SEZIONE PRIMA CIVILE

Composta dagli Ill.mi Sigg.ri Magistrati:

Dott. BISOGNI Giacinto – Presidente –

Dott. IOFRIDA Giulia – rel. Consigliere –

Dott. CAIAZZO Rosario – Consigliere –

Dott. SCALIA Laura – Consigliere –

Dott. FIDANZIA Andrea – Consigliere –

ha pronunciato la seguente:

ORDINANZA

sul ricorso 20154/2018 proposto da:

O.A., elettivamente domiciliato in Roma, Via Piemonte n. 117, presso lo studio dell’avvocato Perin Giulia, che lo rappresenta e difende unitamente all’avvocato Schuster Alexander, giusta procura in calce al ricorso;

– ricorrente –

contro

Ministero dell’Interno, Procuratore Generale della Repubblica presso la Corte di Appello di Torino, Procuratore Generale della Repubblica presso la Corte di Cassazione;

– intimati –

avverso la sentenza n. 569/2018 della CORTE D’APPELLO di TORINO, depositata il 28/03/2018;

udita la relazione della causa svolta nella camera di consiglio del 05/12/2019 dal cons. Dott. IOFRIDA GIULIA.

FATTI DI CAUSA

La Corte d’appello di Torino, con sentenza n. 569/2018, depositata in data 28/3/2018, ha riformato la decisione di primo grado, che aveva respinto la richiesta di O.A. di rettificazione di attribuzione del sesso da maschile a femminile, L. n. 164 del 1982, ex art. 1 in difetto, all’esito di una consulenza tecnica d’ufficio, del presupposto della compiutezza del percorso di transizione da genere maschile a femminile nel richiedente.

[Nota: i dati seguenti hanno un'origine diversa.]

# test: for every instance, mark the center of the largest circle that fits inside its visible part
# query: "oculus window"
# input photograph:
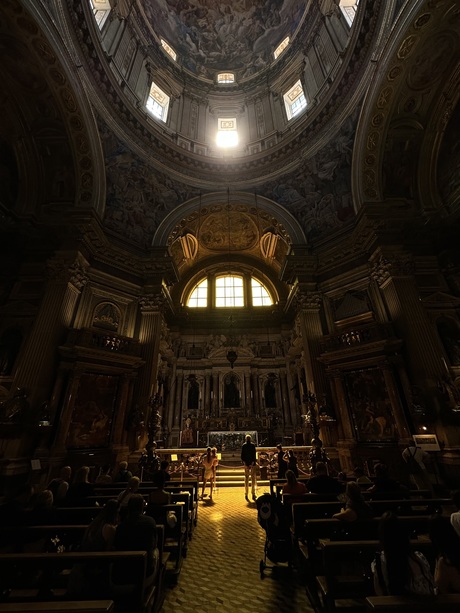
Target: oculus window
(295, 100)
(169, 50)
(281, 47)
(226, 77)
(101, 10)
(227, 135)
(229, 291)
(157, 102)
(199, 296)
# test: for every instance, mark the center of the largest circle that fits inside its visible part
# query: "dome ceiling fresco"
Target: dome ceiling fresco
(229, 35)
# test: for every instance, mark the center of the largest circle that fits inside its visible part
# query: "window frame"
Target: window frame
(150, 106)
(246, 288)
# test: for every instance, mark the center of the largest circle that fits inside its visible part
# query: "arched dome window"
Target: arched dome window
(229, 291)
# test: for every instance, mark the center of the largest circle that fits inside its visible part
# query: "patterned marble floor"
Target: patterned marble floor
(221, 571)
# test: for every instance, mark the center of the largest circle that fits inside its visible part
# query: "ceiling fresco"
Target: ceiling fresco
(229, 35)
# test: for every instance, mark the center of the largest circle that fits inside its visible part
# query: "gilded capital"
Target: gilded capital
(151, 302)
(311, 301)
(385, 267)
(61, 270)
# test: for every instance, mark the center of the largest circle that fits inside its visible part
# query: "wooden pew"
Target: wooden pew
(71, 537)
(443, 603)
(174, 537)
(65, 606)
(34, 577)
(302, 511)
(316, 530)
(18, 539)
(347, 569)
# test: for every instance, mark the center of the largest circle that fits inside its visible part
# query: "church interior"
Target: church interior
(221, 218)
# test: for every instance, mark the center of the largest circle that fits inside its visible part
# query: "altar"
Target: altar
(230, 440)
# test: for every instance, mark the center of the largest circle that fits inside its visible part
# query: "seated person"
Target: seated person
(158, 494)
(455, 516)
(397, 569)
(100, 534)
(360, 477)
(384, 486)
(321, 483)
(447, 545)
(293, 487)
(125, 495)
(355, 507)
(164, 465)
(123, 475)
(137, 532)
(42, 512)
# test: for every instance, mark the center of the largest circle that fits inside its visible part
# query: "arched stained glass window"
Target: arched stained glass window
(229, 291)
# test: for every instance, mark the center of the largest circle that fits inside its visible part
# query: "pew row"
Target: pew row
(445, 603)
(43, 577)
(64, 606)
(347, 577)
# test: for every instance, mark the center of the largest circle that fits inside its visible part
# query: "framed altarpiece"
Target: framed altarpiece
(370, 406)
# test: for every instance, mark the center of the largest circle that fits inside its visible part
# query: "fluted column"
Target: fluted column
(207, 397)
(344, 420)
(285, 398)
(172, 396)
(215, 393)
(66, 278)
(400, 420)
(149, 336)
(66, 417)
(309, 304)
(120, 411)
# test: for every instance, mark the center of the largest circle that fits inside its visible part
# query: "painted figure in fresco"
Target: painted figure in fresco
(231, 393)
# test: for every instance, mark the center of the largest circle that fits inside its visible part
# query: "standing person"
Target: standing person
(416, 460)
(208, 465)
(282, 464)
(60, 485)
(249, 458)
(215, 462)
(292, 462)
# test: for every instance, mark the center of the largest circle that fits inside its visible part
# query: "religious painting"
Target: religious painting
(92, 415)
(370, 406)
(232, 393)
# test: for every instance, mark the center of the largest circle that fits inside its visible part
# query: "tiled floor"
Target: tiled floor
(221, 571)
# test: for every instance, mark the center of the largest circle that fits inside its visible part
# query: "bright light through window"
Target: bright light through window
(169, 50)
(260, 296)
(226, 77)
(227, 135)
(199, 296)
(158, 102)
(295, 100)
(229, 291)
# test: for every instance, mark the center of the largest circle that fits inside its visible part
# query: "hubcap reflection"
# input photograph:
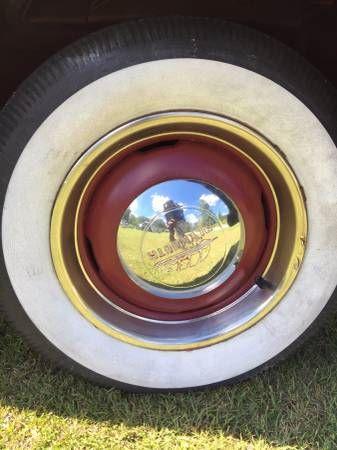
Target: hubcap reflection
(180, 239)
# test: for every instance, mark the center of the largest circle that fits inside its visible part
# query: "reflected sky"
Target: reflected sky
(181, 191)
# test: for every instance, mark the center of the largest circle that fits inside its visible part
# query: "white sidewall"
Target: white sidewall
(120, 97)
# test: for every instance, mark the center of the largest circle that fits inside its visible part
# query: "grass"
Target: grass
(293, 406)
(211, 256)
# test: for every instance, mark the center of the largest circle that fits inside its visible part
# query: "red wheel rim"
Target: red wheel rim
(117, 184)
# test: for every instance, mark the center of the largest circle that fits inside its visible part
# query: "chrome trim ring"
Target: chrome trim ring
(252, 306)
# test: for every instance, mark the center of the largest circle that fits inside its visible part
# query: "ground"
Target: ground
(211, 256)
(293, 406)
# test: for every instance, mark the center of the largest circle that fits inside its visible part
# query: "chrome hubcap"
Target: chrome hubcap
(180, 239)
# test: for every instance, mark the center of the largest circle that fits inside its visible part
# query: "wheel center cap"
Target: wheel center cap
(180, 239)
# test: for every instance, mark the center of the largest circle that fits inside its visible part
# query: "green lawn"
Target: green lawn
(293, 406)
(132, 243)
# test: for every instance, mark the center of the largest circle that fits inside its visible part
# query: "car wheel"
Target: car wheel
(169, 204)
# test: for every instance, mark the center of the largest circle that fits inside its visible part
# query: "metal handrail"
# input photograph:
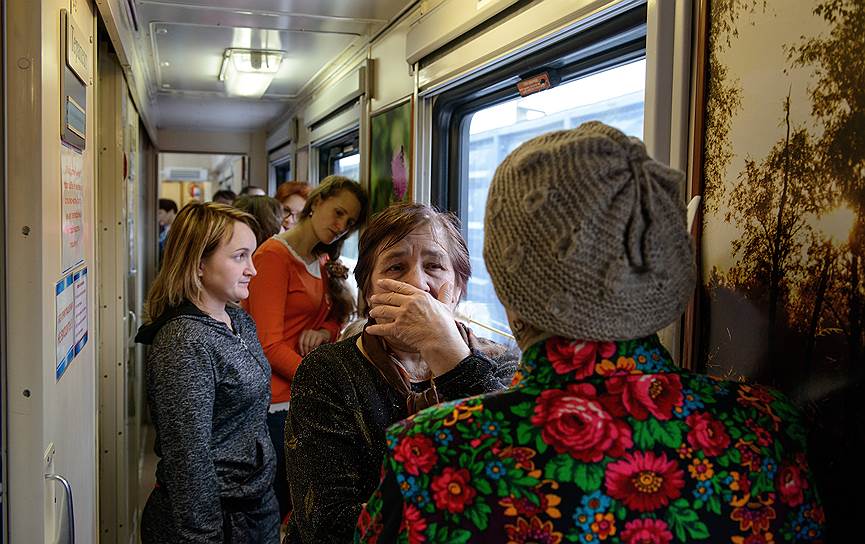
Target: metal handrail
(70, 514)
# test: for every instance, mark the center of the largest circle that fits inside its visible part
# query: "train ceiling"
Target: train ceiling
(184, 42)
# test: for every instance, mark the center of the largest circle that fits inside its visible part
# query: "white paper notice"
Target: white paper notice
(80, 283)
(72, 209)
(64, 298)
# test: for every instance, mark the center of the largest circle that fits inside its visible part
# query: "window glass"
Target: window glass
(282, 172)
(614, 96)
(348, 166)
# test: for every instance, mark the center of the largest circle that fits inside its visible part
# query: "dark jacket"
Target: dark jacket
(334, 435)
(600, 442)
(208, 388)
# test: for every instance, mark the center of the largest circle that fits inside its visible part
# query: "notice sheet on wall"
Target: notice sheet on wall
(70, 295)
(64, 299)
(72, 207)
(80, 283)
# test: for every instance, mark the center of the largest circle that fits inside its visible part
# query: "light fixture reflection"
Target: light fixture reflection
(249, 72)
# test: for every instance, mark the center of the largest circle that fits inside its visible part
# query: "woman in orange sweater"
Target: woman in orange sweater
(296, 303)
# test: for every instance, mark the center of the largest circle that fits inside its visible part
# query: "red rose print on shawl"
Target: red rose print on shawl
(417, 453)
(574, 421)
(646, 531)
(648, 395)
(577, 357)
(707, 434)
(451, 490)
(644, 481)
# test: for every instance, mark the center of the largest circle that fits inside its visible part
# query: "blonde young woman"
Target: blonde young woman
(208, 387)
(299, 299)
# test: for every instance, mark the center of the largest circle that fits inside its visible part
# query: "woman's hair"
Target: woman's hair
(267, 212)
(398, 221)
(289, 188)
(195, 234)
(330, 187)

In particolare, i giudici d’appello, dopo avere disposto l’estromissione del Ministero dell’Interno, in difetto di sua legittimazione passiva nel suddetto giudizio, hanno accolto la domanda di O.A. di rettificazione di sesso da maschile a femminile, ordinando agli ufficiali dello stato civile le competenti modifiche anagrafiche conseguenti; in particolare, per quanto qui ancora interessa, la Corte ha ritenuto che il mutamento delle indicazioni anagrafiche, “nell’interesse pubblico di una stabilità e ricostruibilità delle registrazioni anagrafiche”, non poteva essere dello stesso esatto tenore proposto (del prenome, da ” A.” ad ” Al.”), trattandosi non della mera conseguenza dell’accoglimento della domanda di rettificazione di sesso ma di “un voluttuario desiderio di mutamento del nome di cui, di per sè, non sussistono i presupposti”, dettati dal D.P.R. n. 396 del 2000, cosicchè, respinta tale domanda, il nuovo nome da inserire nei registri doveva essere quello derivante dalla mera femminilizzazione del precedente, ovvero ” a.”.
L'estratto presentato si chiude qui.